In a large win for the Korean startup ecosystem, dating powerhouse Match Group announced this afternoon that it would buy social networking company Hyperconnect for a combined cash and stock deal valued at $1.73 billion.

Hyperconnect, which is projected to have $200 million in revenue in 2020 (up 50% from 2019) according to the company, offers two apps — Azar and Hakuna Live — which allow users to connect to each other across language barriers. The two are complementary, with Azar focused on one-to-one video chats and Hakuna Live focused on the online live broadcast market. In their press statement, the companies noted that 75% of Hyperconnect’s revenue originates in Asia.

It’s the largest acquisition to date by Match Group, which also owns the popular dating apps Tinder and Hinge, along with many other assorted properties.

One theme of the acquisition and Hyperconnect’s story is technology. The company built what it describes as “the first mobile version” of WebRTC, a now well-developed standard that is designed to offer resilient peer-to-peer connections between users without relying on a company to serve as a middleman server.

For instance, a video chat between two participants would be transmitted directly between the two of them using WebRTC, without the video being broadcast through Hyperconnect’s servers. That’s designed to improve reliability by removing latency while also reducing the cost of bandwidth for the service to Hyperconnect. WebRTC is now a well-deployed open-source standard, with companies such as Google using it in products like Google Meet.

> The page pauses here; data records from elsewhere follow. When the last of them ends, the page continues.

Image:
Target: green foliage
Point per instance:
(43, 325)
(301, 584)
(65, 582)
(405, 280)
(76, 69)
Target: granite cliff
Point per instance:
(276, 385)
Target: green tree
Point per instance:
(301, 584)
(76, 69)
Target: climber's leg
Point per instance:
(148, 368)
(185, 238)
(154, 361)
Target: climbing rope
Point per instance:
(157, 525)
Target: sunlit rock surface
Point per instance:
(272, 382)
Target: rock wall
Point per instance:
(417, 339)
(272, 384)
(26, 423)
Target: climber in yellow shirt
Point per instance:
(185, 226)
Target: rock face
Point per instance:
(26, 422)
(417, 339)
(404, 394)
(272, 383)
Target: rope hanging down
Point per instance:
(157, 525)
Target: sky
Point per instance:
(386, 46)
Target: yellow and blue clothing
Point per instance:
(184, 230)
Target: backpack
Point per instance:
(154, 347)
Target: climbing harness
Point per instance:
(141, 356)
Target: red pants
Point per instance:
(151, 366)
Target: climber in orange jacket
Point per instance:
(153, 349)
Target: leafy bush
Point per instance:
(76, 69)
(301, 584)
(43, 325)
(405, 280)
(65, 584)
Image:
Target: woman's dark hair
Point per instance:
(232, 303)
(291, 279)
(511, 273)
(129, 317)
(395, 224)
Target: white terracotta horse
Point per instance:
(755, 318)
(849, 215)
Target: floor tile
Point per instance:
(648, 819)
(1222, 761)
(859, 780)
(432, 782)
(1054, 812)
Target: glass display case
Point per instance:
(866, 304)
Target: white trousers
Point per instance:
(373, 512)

In addition to its innovative work on WebRTC, Hyperconnect built infrastructure to support two users who speak and text in different languages to interact with each other directly through its apps using real-time translation. In a marketing post on Google Cloud, Hyperconnect is a marquee customer of the cloud service’s speech, real-time translation and messaging APIs.

In the companies’ joint press statement, both sides emphasized R&D and engineering as key wins for the deal. That begs the question then what Match Group is looking to build with its massive new purchase? While the group has largely confined itself to dating, live broadcast and other media verticals may well be in its sights once it acquires the technology from Hyperconnect.

The deal is expected to close in 2021 Q2.